I'm seeing a big difference in performance between code compiled in MSVC (on Windows) and GCC (on Linux) for an Ivy Bridge system. The code does dense matrix multiplication. I'm getting 70% of the peak flops with GCC and only 50% with MSVC. I think I may have isolated the difference to how they both convert the following three intrinsics.
__m256 breg0 = _mm256_loadu_ps(&b[8*i])
_mm256_add_ps(_mm256_mul_ps(arge0,breg0), tmp0)
GCC does this
vmovups ymm9, YMMWORD PTR [rax-256]
vmulps ymm9, ymm0, ymm9
vaddps ymm8, ymm8, ymm9
MSVC does this
vmulps ymm1, ymm2, YMMWORD PTR [rax-256]
vaddps ymm3, ymm1, ymm3
Could somebody please explain to me if and why these two solutions could give such a big difference in performance?
Despite MSVC using one less instruction it ties the load to the mult and maybe that makes it more dependent (maybe the load can't be done out of order)? I mean Ivy Bridge can do one AVX load, one AVX mult, and one AVX add in one clock cycle but this requires each operation to be independent.
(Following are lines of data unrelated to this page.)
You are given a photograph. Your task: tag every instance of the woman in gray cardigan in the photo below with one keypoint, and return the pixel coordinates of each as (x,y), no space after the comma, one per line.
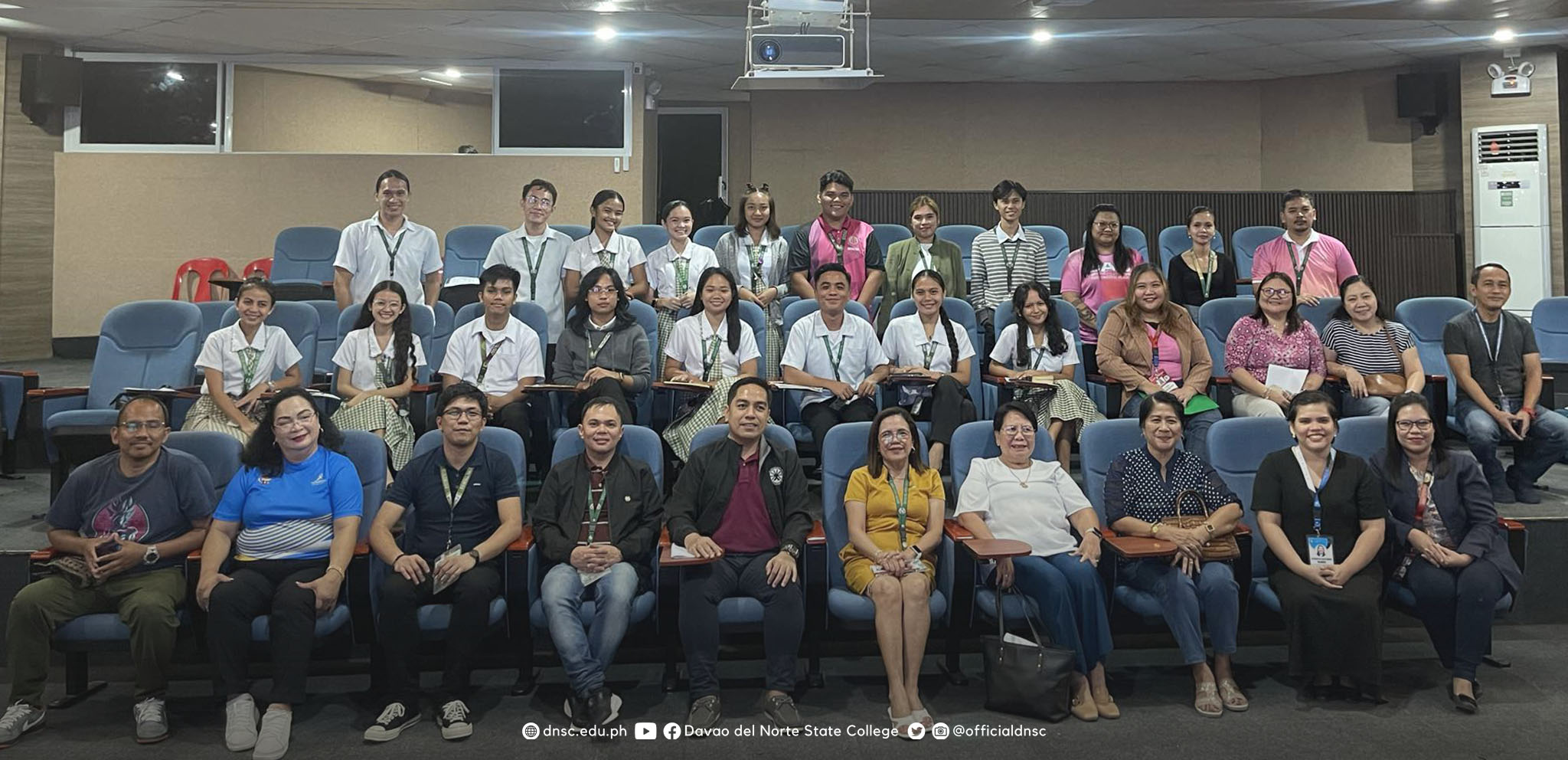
(1448,545)
(603,351)
(756,257)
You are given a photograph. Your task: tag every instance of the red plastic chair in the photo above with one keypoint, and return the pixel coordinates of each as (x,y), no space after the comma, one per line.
(204,272)
(264,266)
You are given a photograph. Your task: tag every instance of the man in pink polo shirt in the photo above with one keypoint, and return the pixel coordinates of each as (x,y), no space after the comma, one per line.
(1316,263)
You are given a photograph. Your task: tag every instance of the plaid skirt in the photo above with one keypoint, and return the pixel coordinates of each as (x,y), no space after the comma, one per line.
(384,415)
(700,412)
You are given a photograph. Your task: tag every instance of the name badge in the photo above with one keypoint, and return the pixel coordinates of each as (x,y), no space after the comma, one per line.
(1321,550)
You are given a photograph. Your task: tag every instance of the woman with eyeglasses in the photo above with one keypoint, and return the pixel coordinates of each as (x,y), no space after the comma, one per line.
(604,351)
(1274,354)
(1017,496)
(1448,545)
(894,511)
(1144,489)
(289,517)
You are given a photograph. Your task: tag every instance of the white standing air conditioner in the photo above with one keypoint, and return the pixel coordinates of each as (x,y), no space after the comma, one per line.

Maybe the problem lies elsewhere? You can see the full assembly code for GCC and MSVC for the innermost loop below. You can see the C++ code for the loop here Loop unrolling to achieve maximum throughput with Ivy Bridge and Haswell
g++ -S -masm=intel matrix.cpp -O3 -mavx -fopenmp
.L4:
vbroadcastss ymm0, DWORD PTR [rcx+rdx*4]
add rdx, 1
add rax, 256
vmovups ymm9, YMMWORD PTR [rax-256]
vmulps ymm9, ymm0, ymm9
vaddps ymm8, ymm8, ymm9
vmovups ymm9, YMMWORD PTR [rax-224]
vmulps ymm9, ymm0, ymm9
vaddps ymm7, ymm7, ymm9
vmovups ymm9, YMMWORD PTR [rax-192]
vmulps ymm9, ymm0, ymm9
vaddps ymm6, ymm6, ymm9
vmovups ymm9, YMMWORD PTR [rax-160]
vmulps ymm9, ymm0, ymm9
vaddps ymm5, ymm5, ymm9
vmovups ymm9, YMMWORD PTR [rax-128]
vmulps ymm9, ymm0, ymm9
vaddps ymm4, ymm4, ymm9
vmovups ymm9, YMMWORD PTR [rax-96]
vmulps ymm9, ymm0, ymm9
vaddps ymm3, ymm3, ymm9
vmovups ymm9, YMMWORD PTR [rax-64]
vmulps ymm9, ymm0, ymm9
vaddps ymm2, ymm2, ymm9
vmovups ymm9, YMMWORD PTR [rax-32]
cmp esi, edx
vmulps ymm0, ymm0, ymm9
vaddps ymm1, ymm1, ymm0
jg .L4
MSVC /FAc /O2 /openmp /arch:AVX ...
vbroadcastss ymm2, DWORD PTR [r10]
lea rax, QWORD PTR [rax+256]
lea r10, QWORD PTR [r10+4]
vmulps ymm1, ymm2, YMMWORD PTR [rax-320]
vaddps ymm3, ymm1, ymm3
vmulps ymm1, ymm2, YMMWORD PTR [rax-288]
vaddps ymm4, ymm1, ymm4
vmulps ymm1, ymm2, YMMWORD PTR [rax-256]
vaddps ymm5, ymm1, ymm5
vmulps ymm1, ymm2, YMMWORD PTR [rax-224]
vaddps ymm6, ymm1, ymm6
vmulps ymm1, ymm2, YMMWORD PTR [rax-192]
vaddps ymm7, ymm1, ymm7
vmulps ymm1, ymm2, YMMWORD PTR [rax-160]
vaddps ymm8, ymm1, ymm8
vmulps ymm1, ymm2, YMMWORD PTR [rax-128]
vaddps ymm9, ymm1, ymm9
vmulps ymm1, ymm2, YMMWORD PTR [rax-96]
vaddps ymm10, ymm1, ymm10
dec rdx
jne SHORT $LL3@AddDot4x4_
EDIT:
I benchmark the code by claculating the total floating point operations as 2.0*n^3
where n is the width of the square matrix and dividing by the time measured with omp_get_wtime()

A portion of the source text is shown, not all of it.